Benjamin Schafer - The View from NEC
HLS is not new to NEC. Shafer noted that the company developed its own HLS tool in the 1980s and had its first HLS tapeout in 1993. Even so, most designs are a combination of HLS blocks and legacy RTL IP, which must all be verified together.
Shafer observed that HLS gives rise to some challenging questions, such as:
He also noted that virtual platforms are becoming essential, but they don't work with HLS. "Can we make [virtual platform] SystemC TLM models synthesizable? It's a big gap in the design flow," he said.
Vinod Kathail - The View from Xilinx
HLS is important for FPGAs for two reasons, Kathail said. One is that it's very time-consuming to design a multi-million gate FPGA. Another is that software programmers want to use FPGA fabrics to accelerate certain tasks. This is particularly true for the Xilinx Zynq platform, which combines a processor with an FPGA fabric.

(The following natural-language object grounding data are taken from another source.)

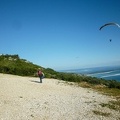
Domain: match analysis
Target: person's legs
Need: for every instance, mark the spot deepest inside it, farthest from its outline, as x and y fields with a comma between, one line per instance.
x=40, y=79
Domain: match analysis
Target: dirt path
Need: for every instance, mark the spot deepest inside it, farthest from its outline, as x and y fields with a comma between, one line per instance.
x=24, y=98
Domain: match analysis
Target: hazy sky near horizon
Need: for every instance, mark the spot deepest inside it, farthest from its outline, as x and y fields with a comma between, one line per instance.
x=61, y=34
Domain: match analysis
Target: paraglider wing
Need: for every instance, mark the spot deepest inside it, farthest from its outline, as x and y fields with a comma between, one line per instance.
x=109, y=24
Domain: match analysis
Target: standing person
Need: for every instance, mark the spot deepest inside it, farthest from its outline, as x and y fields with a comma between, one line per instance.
x=41, y=75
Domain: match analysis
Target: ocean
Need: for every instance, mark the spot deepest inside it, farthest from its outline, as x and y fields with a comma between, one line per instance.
x=108, y=73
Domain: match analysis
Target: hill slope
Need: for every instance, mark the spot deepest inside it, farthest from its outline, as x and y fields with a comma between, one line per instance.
x=24, y=98
x=13, y=64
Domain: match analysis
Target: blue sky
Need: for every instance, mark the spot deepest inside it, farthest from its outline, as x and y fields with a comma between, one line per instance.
x=61, y=34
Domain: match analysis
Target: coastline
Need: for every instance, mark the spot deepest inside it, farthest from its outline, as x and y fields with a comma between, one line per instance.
x=25, y=98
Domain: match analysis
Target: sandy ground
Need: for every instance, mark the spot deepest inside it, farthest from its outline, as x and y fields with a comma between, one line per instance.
x=24, y=98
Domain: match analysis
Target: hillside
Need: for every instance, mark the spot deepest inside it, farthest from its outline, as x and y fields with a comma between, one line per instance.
x=13, y=64
x=24, y=98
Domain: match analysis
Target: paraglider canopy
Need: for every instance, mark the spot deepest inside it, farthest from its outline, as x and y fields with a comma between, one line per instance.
x=110, y=40
x=109, y=24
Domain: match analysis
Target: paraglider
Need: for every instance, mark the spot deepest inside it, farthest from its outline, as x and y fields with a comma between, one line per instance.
x=116, y=24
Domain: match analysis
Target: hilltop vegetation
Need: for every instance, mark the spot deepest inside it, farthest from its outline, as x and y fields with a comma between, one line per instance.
x=13, y=64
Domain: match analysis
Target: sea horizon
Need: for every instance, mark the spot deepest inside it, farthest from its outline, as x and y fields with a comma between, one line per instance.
x=105, y=72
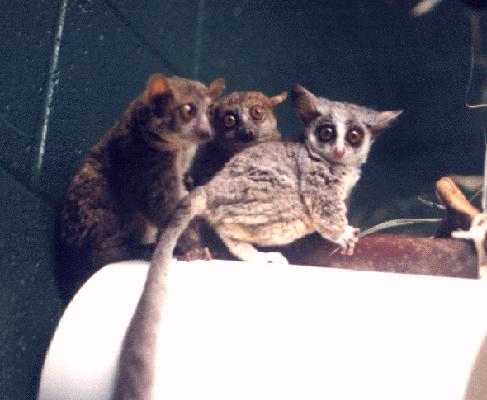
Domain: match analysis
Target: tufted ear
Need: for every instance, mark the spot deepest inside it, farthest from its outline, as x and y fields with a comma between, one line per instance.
x=216, y=88
x=275, y=100
x=383, y=120
x=304, y=103
x=157, y=86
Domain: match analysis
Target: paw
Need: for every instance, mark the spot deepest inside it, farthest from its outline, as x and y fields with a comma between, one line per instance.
x=348, y=239
x=268, y=257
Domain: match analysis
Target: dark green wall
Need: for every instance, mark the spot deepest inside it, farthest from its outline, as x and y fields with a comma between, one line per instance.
x=69, y=68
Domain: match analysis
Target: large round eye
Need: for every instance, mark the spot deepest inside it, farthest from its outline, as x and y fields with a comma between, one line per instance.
x=326, y=133
x=257, y=112
x=187, y=112
x=355, y=136
x=229, y=120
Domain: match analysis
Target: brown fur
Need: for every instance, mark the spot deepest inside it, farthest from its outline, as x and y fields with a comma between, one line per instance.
x=132, y=179
x=249, y=129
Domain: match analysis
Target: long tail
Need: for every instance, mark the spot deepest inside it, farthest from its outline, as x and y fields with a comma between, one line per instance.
x=136, y=369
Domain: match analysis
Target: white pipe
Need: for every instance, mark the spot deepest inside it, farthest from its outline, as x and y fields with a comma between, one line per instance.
x=237, y=331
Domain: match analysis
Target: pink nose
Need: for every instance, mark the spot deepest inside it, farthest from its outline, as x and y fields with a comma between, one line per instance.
x=338, y=153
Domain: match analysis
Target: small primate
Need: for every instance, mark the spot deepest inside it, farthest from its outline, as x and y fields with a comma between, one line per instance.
x=132, y=179
x=240, y=120
x=269, y=194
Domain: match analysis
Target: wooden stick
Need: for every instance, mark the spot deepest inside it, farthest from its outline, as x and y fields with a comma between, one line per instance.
x=460, y=211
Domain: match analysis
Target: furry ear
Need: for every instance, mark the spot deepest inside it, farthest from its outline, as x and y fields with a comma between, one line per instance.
x=383, y=120
x=158, y=93
x=157, y=86
x=304, y=102
x=216, y=88
x=275, y=100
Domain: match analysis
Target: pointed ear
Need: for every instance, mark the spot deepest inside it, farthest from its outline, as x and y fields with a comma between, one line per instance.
x=383, y=120
x=157, y=87
x=275, y=100
x=304, y=102
x=216, y=88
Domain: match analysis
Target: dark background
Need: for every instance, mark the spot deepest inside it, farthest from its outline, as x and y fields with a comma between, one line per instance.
x=68, y=69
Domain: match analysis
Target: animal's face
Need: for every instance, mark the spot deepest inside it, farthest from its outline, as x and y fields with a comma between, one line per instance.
x=242, y=119
x=339, y=132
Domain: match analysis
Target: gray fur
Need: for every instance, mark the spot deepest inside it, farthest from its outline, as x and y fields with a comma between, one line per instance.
x=269, y=194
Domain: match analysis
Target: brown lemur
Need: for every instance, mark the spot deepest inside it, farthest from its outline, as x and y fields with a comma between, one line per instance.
x=132, y=179
x=240, y=120
x=269, y=194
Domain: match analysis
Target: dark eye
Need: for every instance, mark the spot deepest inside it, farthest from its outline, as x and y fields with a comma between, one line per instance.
x=355, y=136
x=187, y=112
x=257, y=112
x=326, y=133
x=229, y=120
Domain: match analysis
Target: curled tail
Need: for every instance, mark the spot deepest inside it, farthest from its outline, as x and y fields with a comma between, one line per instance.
x=137, y=361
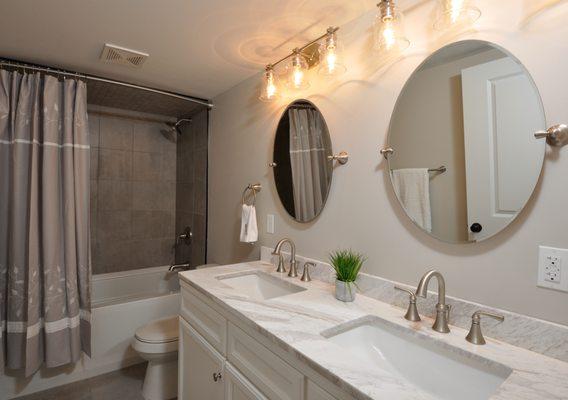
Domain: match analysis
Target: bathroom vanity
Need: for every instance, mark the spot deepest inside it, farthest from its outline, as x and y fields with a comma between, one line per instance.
x=247, y=332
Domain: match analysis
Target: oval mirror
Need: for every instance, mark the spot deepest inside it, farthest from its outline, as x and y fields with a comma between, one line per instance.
x=302, y=169
x=465, y=160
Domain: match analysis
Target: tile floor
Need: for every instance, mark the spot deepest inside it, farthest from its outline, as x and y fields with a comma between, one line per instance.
x=125, y=384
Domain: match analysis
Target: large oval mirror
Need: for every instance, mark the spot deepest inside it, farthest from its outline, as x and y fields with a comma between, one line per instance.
x=302, y=168
x=465, y=160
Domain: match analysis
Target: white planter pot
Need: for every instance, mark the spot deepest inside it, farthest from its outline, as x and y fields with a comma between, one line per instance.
x=345, y=291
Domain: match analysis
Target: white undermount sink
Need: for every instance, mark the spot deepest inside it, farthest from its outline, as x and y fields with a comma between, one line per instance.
x=441, y=371
x=259, y=285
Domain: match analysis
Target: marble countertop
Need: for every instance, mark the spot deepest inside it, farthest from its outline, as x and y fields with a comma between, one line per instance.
x=295, y=323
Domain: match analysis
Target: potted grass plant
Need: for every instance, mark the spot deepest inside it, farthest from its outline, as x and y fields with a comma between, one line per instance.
x=347, y=265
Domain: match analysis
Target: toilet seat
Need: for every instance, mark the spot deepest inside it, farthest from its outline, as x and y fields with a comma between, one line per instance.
x=159, y=336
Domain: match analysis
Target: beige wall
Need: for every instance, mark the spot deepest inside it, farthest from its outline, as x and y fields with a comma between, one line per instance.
x=427, y=131
x=362, y=212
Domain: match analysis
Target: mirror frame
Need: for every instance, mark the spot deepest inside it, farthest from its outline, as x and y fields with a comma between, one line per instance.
x=283, y=114
x=389, y=134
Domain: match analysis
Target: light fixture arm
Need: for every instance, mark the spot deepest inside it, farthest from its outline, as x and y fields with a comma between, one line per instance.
x=331, y=30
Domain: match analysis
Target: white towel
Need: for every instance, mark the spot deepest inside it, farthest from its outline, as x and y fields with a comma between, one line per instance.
x=249, y=227
x=412, y=186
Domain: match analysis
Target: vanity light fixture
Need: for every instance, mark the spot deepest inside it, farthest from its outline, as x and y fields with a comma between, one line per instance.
x=388, y=29
x=269, y=89
x=296, y=71
x=325, y=53
x=330, y=55
x=455, y=13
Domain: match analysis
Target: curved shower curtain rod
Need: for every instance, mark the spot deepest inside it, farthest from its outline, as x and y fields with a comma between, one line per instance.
x=15, y=64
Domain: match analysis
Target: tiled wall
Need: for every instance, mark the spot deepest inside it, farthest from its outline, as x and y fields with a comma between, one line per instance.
x=145, y=189
x=133, y=173
x=191, y=196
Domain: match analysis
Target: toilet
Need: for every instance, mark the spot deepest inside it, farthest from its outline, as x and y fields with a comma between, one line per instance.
x=157, y=342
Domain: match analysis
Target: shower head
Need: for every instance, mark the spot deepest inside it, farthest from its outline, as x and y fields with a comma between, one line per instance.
x=172, y=131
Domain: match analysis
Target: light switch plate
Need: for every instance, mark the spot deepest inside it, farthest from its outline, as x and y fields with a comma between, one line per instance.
x=270, y=223
x=553, y=268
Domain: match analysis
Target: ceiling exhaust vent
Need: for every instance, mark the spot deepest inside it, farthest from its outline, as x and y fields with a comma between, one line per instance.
x=113, y=54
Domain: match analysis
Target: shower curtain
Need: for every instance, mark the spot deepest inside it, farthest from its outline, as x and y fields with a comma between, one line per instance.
x=309, y=162
x=44, y=221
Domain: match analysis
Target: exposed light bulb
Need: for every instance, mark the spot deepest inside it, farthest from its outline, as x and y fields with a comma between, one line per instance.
x=298, y=76
x=455, y=13
x=455, y=9
x=330, y=55
x=389, y=36
x=389, y=33
x=297, y=69
x=269, y=90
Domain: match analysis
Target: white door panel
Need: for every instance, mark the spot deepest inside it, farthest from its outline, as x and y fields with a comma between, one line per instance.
x=502, y=110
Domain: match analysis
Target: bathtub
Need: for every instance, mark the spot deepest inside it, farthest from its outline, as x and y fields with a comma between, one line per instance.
x=121, y=302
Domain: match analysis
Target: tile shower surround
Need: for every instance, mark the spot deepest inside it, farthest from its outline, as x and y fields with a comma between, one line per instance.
x=191, y=194
x=133, y=193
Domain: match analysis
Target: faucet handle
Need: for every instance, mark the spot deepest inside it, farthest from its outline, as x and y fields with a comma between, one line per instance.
x=280, y=267
x=412, y=312
x=475, y=335
x=306, y=274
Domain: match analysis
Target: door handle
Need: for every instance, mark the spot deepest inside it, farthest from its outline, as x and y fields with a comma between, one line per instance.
x=476, y=227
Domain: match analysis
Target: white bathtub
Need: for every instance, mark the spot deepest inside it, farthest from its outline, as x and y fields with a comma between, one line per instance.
x=121, y=302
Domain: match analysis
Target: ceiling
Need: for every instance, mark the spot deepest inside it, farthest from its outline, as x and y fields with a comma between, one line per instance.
x=197, y=47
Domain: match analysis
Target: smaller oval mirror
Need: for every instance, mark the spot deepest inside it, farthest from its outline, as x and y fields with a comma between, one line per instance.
x=465, y=159
x=301, y=164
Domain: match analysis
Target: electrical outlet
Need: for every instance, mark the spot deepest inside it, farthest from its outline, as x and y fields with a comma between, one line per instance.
x=552, y=271
x=270, y=223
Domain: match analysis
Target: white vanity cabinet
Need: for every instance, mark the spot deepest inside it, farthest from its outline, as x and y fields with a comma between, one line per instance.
x=220, y=361
x=201, y=367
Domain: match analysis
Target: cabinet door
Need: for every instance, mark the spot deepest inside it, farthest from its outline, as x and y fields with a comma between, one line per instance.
x=237, y=387
x=200, y=367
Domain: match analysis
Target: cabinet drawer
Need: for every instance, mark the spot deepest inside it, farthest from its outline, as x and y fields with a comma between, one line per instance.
x=238, y=387
x=268, y=372
x=204, y=319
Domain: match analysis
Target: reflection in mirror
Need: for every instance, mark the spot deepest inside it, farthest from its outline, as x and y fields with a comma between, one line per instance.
x=302, y=170
x=465, y=158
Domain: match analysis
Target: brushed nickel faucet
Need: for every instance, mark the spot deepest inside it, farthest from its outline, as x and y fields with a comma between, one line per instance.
x=412, y=311
x=442, y=309
x=293, y=272
x=475, y=336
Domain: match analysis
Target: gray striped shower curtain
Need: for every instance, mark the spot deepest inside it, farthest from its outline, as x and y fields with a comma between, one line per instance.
x=44, y=221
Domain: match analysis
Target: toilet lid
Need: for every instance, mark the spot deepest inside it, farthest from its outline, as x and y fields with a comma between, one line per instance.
x=159, y=331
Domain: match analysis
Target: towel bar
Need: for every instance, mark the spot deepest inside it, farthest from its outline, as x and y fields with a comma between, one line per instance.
x=254, y=188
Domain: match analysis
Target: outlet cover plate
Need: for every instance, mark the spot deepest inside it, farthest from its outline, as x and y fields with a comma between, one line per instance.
x=553, y=268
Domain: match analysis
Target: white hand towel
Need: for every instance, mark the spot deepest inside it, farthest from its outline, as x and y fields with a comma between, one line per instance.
x=412, y=186
x=249, y=227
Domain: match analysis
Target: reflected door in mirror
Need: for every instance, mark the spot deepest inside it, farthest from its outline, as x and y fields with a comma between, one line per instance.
x=472, y=108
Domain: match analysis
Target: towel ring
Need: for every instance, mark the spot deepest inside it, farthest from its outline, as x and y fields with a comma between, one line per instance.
x=254, y=188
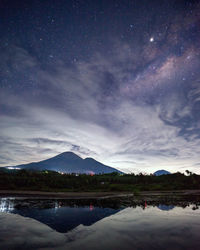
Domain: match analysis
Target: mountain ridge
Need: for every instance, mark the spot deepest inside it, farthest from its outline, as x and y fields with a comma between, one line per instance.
x=69, y=162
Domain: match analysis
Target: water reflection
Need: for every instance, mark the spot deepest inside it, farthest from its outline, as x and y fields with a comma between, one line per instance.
x=55, y=214
x=130, y=228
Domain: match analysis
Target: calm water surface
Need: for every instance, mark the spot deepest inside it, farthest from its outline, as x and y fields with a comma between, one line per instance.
x=89, y=227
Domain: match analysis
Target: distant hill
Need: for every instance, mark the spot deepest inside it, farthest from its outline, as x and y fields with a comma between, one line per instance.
x=69, y=162
x=161, y=172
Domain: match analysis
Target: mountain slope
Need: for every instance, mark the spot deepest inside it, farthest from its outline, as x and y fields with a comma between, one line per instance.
x=69, y=162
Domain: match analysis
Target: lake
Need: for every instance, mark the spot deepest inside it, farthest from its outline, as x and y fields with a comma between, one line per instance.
x=56, y=224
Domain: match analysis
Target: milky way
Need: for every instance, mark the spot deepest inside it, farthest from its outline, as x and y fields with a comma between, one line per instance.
x=118, y=81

Xilinx recently announced an HLS capability with its Vivado toolset. Kathail cited an example design that took 12 weeks to hand-code in VHDL, versus one week for Vivado HLS. QoR is comparable to within 10-15% of hand-coded designs, he said. Further, HLS allows design space exploration. But he acknowledged that HLS requires different skill sets.
Mark Warren - What Cadence Customers are Saying
Warren offered some observations based on experiences customers are having with the Cadence C-to-Silicon Compiler. One important point is that HLS requires far fewer lines of code than RTL synthesis to describe functionality, making it unnecessary to commit to a micro-architecture. This, in turn, makes it possible to explore a number of different micro-architectures and evaluate area, timing, and latency tradeoffs. Another big win is the faster functional verification available with SystemC. Because fewer lines of code are required, simulation is faster and debugging is more efficient.
"But it's not all rosy," Warren said. "The overwhelming feedback from this panel is that there is a learning curve, there is a new skill set that's required." It may take several months for an RTL designer to learn C++ from scratch, although once he or she learns C++, learning SystemC should only take a few days, he said. "We really need a lot more designers who are comfortable in C++. We need to push back to the universities to bring C++ back."
Because of the need for new skill sets, most companies don't get full productivity benefits the first time they use HLS. "But the second, third or fourth times - that's when you really start to see the productivity benefits," Warren said.
Andres Takach - Calypto Surveys User Wants
Takach noted that a number of production designs have already gone through HLS. "Typically productivity gains are 4X to 20X," he said. "In the first design it's less, but as you move up in experience you get further and further improvement." He added that "certainly people need to understand the language and be comfortable with it."
Takach cited a customer survey that asked about the three most important technologies to integrate with HLS. The answers: Formal verification, RTL synthesis, and power analysis and optimization. The survey also asked about criteria used to select HLS tools. The number one item was "reduced verification time and effort."
Does System Design Require a New Class of Engineer?
That's the question I raised in a blog post over a year ago, and the question is still valid today. The ideal HLS user is an engineer with both hardware and software skills. He or she needs to be able to write an efficient SystemC (C++) model that expresses desired system functionality, but remains far above the register-transfer level in abstraction. This "hardware savvy" synthesizable model must achieve QoR comparable to hand-written RTL in a fraction of the time that hand-coding would take.
Herein lies a challenge - and an opportunity for those seeking a new or better career.